The real value of the volume, however, is in that it is truly a community effort to make their unseen histories visible. For their work on this project and the publication of the Atlas, the Snowchange Cooperative was honored with the Skolt of the Year Award in 2011, despite being a Finnish organization.
“Snowchange’s work with Sámi is very straightforward — it’s a peace-making plan,” explains Mustonen. Snowchange is trying to address the painful legacy of centuries of encroachment and assimilation by southern Finns on traditional Sámi territories. “All the work that Snowchange is doing with Sámi is about this, be it a nomadic school project or a climate change adaptation work or the Atlas. It is all about reconciliation,” says Mustonen. “If we can maintain a respectable relationship with Sámi and provide them with space and rights they ought to have, we are also healing ourselves,” he concludes.
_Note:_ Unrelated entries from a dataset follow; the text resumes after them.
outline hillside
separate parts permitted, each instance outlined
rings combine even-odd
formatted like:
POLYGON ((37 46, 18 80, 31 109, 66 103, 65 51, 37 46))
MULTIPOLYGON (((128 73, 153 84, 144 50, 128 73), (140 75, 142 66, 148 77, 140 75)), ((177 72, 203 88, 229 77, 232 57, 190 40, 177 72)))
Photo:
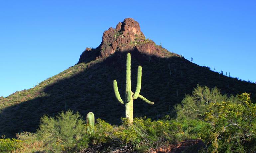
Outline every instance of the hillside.
POLYGON ((246 92, 256 101, 255 83, 220 74, 168 51, 146 39, 138 23, 128 18, 105 31, 99 47, 86 48, 77 64, 33 88, 0 97, 0 135, 13 137, 23 131, 34 132, 44 114, 53 116, 69 109, 84 117, 92 112, 96 118, 119 124, 124 116, 124 106, 116 99, 112 83, 117 80, 124 97, 127 52, 131 55, 132 90, 137 68, 141 65, 141 93, 155 103, 150 105, 136 100, 135 117, 155 119, 158 114, 160 118, 172 115, 173 106, 198 84, 217 86, 228 94, 246 92))

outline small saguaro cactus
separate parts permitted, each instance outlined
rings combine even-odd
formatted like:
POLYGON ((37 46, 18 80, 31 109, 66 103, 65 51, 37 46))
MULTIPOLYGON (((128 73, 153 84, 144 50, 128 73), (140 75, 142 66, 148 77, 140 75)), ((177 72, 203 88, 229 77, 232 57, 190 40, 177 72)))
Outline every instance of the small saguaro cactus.
POLYGON ((86 116, 86 124, 87 125, 87 131, 91 134, 93 131, 94 128, 94 114, 92 112, 88 113, 86 116))
POLYGON ((114 80, 113 81, 114 91, 116 97, 120 103, 125 104, 126 117, 128 121, 130 123, 132 123, 133 120, 133 100, 139 98, 148 104, 151 105, 154 104, 153 102, 149 101, 139 94, 141 87, 141 75, 142 68, 141 66, 140 66, 138 67, 137 86, 136 87, 136 91, 135 93, 134 93, 132 92, 131 81, 131 54, 130 53, 128 53, 126 59, 126 83, 125 100, 124 102, 120 96, 116 80, 114 80))

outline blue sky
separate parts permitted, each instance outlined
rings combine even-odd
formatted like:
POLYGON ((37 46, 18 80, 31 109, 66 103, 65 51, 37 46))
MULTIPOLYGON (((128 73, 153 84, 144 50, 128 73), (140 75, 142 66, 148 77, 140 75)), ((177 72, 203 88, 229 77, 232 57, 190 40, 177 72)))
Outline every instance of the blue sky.
POLYGON ((256 1, 2 1, 0 96, 75 64, 127 17, 169 51, 256 81, 256 1))

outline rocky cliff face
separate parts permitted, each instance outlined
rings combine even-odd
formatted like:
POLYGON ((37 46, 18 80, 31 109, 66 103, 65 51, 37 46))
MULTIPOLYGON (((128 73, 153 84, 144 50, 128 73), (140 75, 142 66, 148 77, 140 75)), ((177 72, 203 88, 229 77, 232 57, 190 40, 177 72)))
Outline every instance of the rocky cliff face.
POLYGON ((104 58, 116 51, 137 50, 140 53, 163 57, 170 52, 146 39, 139 23, 131 18, 119 22, 115 28, 111 27, 103 33, 100 45, 95 49, 86 48, 80 56, 78 63, 97 58, 104 58))

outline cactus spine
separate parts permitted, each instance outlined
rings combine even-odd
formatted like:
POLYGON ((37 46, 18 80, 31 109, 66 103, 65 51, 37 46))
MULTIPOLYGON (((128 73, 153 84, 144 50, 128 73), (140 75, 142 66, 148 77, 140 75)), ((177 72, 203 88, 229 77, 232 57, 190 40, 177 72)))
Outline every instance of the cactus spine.
POLYGON ((91 134, 94 128, 94 114, 92 112, 88 113, 86 116, 86 124, 87 125, 87 131, 91 134))
POLYGON ((124 104, 125 106, 125 115, 127 121, 130 123, 132 123, 133 120, 133 100, 139 98, 145 102, 151 105, 154 104, 153 102, 148 100, 142 96, 140 95, 141 87, 141 66, 138 67, 137 75, 137 86, 135 93, 132 91, 131 81, 131 54, 128 53, 127 54, 126 59, 126 84, 125 89, 125 100, 122 99, 118 91, 117 82, 116 80, 113 81, 114 91, 116 99, 119 102, 122 104, 124 104))

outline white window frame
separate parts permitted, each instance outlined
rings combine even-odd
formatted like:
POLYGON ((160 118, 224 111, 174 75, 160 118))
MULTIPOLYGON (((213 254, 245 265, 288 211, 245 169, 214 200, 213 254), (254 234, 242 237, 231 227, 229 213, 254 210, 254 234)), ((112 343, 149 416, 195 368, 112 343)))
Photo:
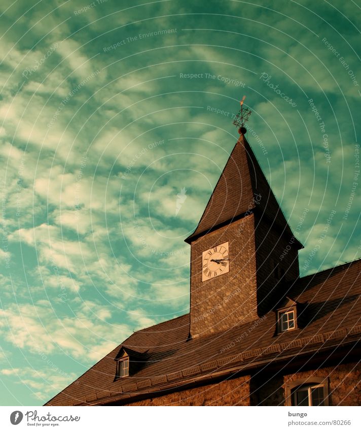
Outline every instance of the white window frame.
MULTIPOLYGON (((292 320, 287 319, 287 322, 289 322, 292 321, 292 320)), ((297 325, 297 313, 296 306, 291 307, 288 307, 287 308, 282 308, 277 310, 277 331, 278 334, 282 334, 284 332, 288 332, 290 330, 294 330, 295 329, 298 329, 298 326, 297 325), (282 321, 282 316, 285 314, 288 314, 291 313, 293 313, 294 326, 293 327, 290 327, 289 324, 287 324, 287 327, 283 328, 282 321)))
MULTIPOLYGON (((320 378, 311 377, 306 379, 299 379, 293 382, 286 384, 285 387, 285 405, 292 406, 296 404, 296 392, 298 389, 304 389, 306 387, 312 389, 313 388, 322 386, 323 388, 323 404, 324 406, 329 405, 329 379, 328 378, 320 378)), ((310 389, 308 389, 308 404, 312 405, 312 397, 310 402, 310 389), (310 404, 310 402, 311 404, 310 404)), ((297 406, 296 406, 297 407, 297 406)))
POLYGON ((322 388, 323 389, 323 403, 324 404, 324 385, 320 384, 315 385, 301 385, 301 386, 294 389, 292 391, 292 398, 293 401, 293 406, 298 406, 297 404, 297 392, 301 390, 305 390, 307 389, 307 393, 308 397, 308 405, 309 406, 312 405, 312 389, 316 388, 322 388))
POLYGON ((127 356, 117 361, 116 379, 123 379, 129 375, 129 358, 127 356))

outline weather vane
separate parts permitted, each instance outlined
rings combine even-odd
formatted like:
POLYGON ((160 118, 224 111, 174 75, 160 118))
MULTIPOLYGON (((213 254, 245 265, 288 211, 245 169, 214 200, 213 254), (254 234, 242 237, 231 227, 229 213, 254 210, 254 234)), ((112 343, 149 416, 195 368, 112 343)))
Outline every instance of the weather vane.
POLYGON ((243 109, 243 102, 245 96, 243 96, 240 103, 241 104, 241 110, 236 115, 236 117, 233 120, 233 124, 235 126, 238 126, 238 133, 240 135, 244 135, 247 131, 247 129, 244 127, 244 124, 247 122, 248 119, 249 118, 252 111, 248 108, 245 108, 243 109))

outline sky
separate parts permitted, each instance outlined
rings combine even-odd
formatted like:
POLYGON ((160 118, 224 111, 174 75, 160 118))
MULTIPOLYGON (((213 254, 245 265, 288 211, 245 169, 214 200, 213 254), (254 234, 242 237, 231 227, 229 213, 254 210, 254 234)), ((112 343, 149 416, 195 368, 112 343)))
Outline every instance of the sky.
POLYGON ((361 3, 2 0, 0 405, 42 405, 189 310, 239 136, 302 276, 361 257, 361 3))

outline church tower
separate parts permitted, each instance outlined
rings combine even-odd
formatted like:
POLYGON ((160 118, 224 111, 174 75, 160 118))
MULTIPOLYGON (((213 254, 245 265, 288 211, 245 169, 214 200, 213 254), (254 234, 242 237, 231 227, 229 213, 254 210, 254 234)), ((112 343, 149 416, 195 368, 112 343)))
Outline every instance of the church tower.
POLYGON ((193 338, 254 323, 298 277, 302 245, 243 132, 185 241, 191 245, 193 338))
Image above: To the unfamiliar eye, the lakes and forests of northern Finland look as pristine and unchanged as they have been for the last 9,000 years, after the glaciers retreated northward in this part of Europe. Photo: © Gleb Raygorodetsky 2012.
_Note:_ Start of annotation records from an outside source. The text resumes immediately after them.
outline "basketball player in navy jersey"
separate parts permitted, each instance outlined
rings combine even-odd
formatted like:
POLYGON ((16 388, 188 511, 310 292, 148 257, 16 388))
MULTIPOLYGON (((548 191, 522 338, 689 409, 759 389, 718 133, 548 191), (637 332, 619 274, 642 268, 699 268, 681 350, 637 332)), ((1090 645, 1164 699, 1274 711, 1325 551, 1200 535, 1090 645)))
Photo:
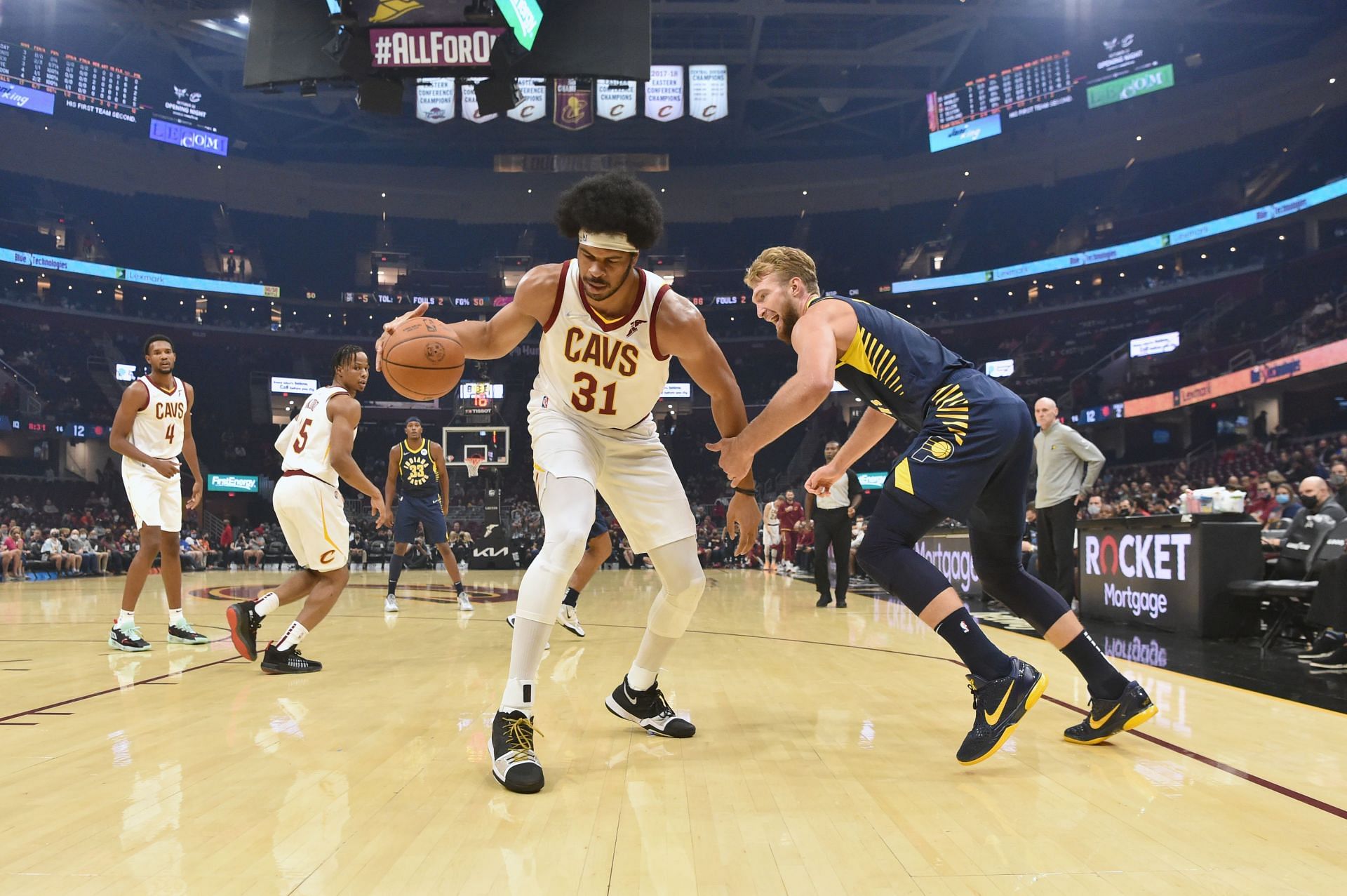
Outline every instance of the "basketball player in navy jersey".
POLYGON ((419 416, 407 418, 403 431, 407 438, 388 451, 388 480, 384 482, 384 503, 388 507, 393 505, 395 496, 401 494, 403 499, 397 504, 397 521, 393 523, 393 555, 388 561, 384 612, 397 612, 397 578, 403 574, 403 558, 416 538, 419 523, 426 540, 435 546, 445 561, 445 571, 458 593, 458 609, 471 613, 473 601, 463 590, 463 577, 458 573, 458 559, 449 547, 449 527, 445 524, 445 511, 449 509, 445 449, 422 438, 419 416))
POLYGON ((968 667, 974 724, 958 760, 973 765, 1001 749, 1048 682, 987 640, 950 581, 915 550, 947 516, 968 523, 983 591, 1032 624, 1088 683, 1090 715, 1065 730, 1068 741, 1098 744, 1153 717, 1141 684, 1114 668, 1061 596, 1021 563, 1034 422, 1020 396, 902 318, 822 296, 814 260, 799 249, 766 249, 744 280, 758 317, 791 344, 799 364, 737 438, 709 447, 721 451, 727 476, 742 476, 756 451, 823 404, 834 379, 869 407, 836 455, 806 481, 812 493, 826 494, 896 422, 917 434, 889 472, 855 559, 968 667))
POLYGON ((191 407, 197 393, 190 384, 172 375, 178 352, 167 335, 156 333, 145 340, 144 356, 150 373, 121 393, 109 439, 112 450, 121 454, 121 481, 140 530, 140 548, 127 569, 121 613, 108 635, 108 647, 132 652, 150 649, 150 641, 136 625, 135 610, 155 554, 160 555, 159 571, 168 598, 168 641, 210 641, 183 617, 182 555, 178 550, 183 511, 179 454, 186 458, 193 476, 186 508, 190 511, 201 504, 201 466, 197 463, 197 441, 191 437, 191 407))

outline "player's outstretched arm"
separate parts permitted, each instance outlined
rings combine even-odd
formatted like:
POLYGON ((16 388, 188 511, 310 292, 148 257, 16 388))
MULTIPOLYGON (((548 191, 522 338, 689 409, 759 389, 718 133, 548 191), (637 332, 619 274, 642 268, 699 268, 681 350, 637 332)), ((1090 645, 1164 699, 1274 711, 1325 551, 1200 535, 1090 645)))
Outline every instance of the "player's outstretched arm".
MULTIPOLYGON (((706 331, 706 318, 691 302, 674 292, 667 292, 660 303, 659 319, 655 322, 660 334, 660 346, 675 356, 692 377, 698 388, 711 396, 711 416, 722 437, 733 438, 748 426, 749 412, 744 407, 740 384, 734 379, 725 353, 706 331)), ((745 469, 730 478, 735 489, 730 505, 725 511, 725 528, 731 536, 738 535, 734 548, 737 556, 744 556, 757 543, 762 511, 753 494, 753 458, 745 469)))
POLYGON ((838 356, 835 315, 827 307, 831 305, 845 307, 841 302, 823 302, 806 311, 795 323, 791 333, 791 345, 799 356, 795 375, 781 384, 762 412, 737 438, 707 445, 710 450, 721 453, 721 469, 730 480, 748 469, 754 454, 814 414, 832 391, 832 371, 838 356))
POLYGON ((150 457, 131 443, 131 426, 136 422, 136 414, 140 412, 140 408, 148 400, 150 391, 140 380, 125 388, 121 393, 121 403, 117 404, 117 415, 112 418, 112 435, 108 438, 108 446, 117 454, 129 457, 132 461, 140 461, 154 468, 159 476, 171 480, 178 473, 176 461, 160 461, 156 457, 150 457))
POLYGON ((369 481, 369 477, 350 454, 356 445, 356 427, 360 426, 360 402, 349 395, 334 395, 327 400, 327 416, 333 422, 329 462, 337 470, 337 476, 348 485, 369 496, 374 516, 379 517, 379 525, 381 528, 392 525, 393 516, 388 512, 383 493, 377 485, 369 481))
MULTIPOLYGON (((480 361, 505 357, 524 341, 535 323, 546 325, 551 319, 552 309, 556 305, 560 272, 562 265, 559 264, 540 264, 531 268, 515 287, 515 300, 489 319, 459 321, 458 323, 442 323, 442 326, 449 329, 463 346, 466 357, 480 361)), ((374 344, 376 371, 384 369, 384 349, 388 334, 405 321, 424 314, 426 306, 422 305, 384 325, 384 334, 374 344)))
POLYGON ((187 461, 187 469, 191 470, 193 477, 191 497, 187 499, 185 507, 191 511, 201 504, 201 490, 205 482, 201 478, 201 463, 197 462, 197 439, 191 434, 191 407, 197 403, 197 391, 189 383, 183 383, 182 388, 187 391, 187 412, 182 418, 182 457, 187 461))

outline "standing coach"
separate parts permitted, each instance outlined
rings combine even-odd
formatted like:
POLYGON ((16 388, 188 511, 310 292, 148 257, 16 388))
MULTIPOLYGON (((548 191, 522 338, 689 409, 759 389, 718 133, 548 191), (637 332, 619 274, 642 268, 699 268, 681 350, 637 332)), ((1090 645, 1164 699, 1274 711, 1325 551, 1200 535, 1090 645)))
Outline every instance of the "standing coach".
POLYGON ((1076 505, 1086 500, 1103 469, 1103 453, 1090 439, 1057 420, 1057 403, 1039 399, 1033 406, 1039 433, 1033 451, 1039 463, 1039 578, 1071 604, 1076 596, 1076 505))
MULTIPOLYGON (((838 443, 823 446, 823 461, 831 463, 838 454, 838 443)), ((854 470, 831 485, 827 494, 804 497, 804 519, 814 520, 814 587, 819 590, 815 606, 832 602, 828 594, 828 544, 838 566, 838 609, 846 608, 846 589, 851 583, 851 520, 861 503, 861 480, 854 470)))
For the local people, the interdependencies between the sun, water, air, forest, fire, wildlife, fish and people are changing rapidly and in unfamiliar ways. “Who are these new winds?” ask local Elders. ”We do not know them, but we still try to greet them.” The changing climate alters the intricate relationships between the elements of the Skolt traditional territory. The future of the Skolts and their land in this time of climatic upheaval depends on their ability to find ways of maintaining the balance in their relationships with the land and water, forest and tundra, reindeer and salmon. This could be achieved, they feel, only through respectful collaboration with others who have a stake in the future of the region and its biocultural heritage, be they European anglers, Norwegian salmon farmers, or a Finnish NGO.
“It is the time to say goodbye to some things we’ll never see again,” says Mustonen of Snowchange. “But it is also time to build new knowledge. And this knowledge can only emerge through keeping strong connections with the traditional territory. We must be there on the land as it is changing, so that we can change with it.”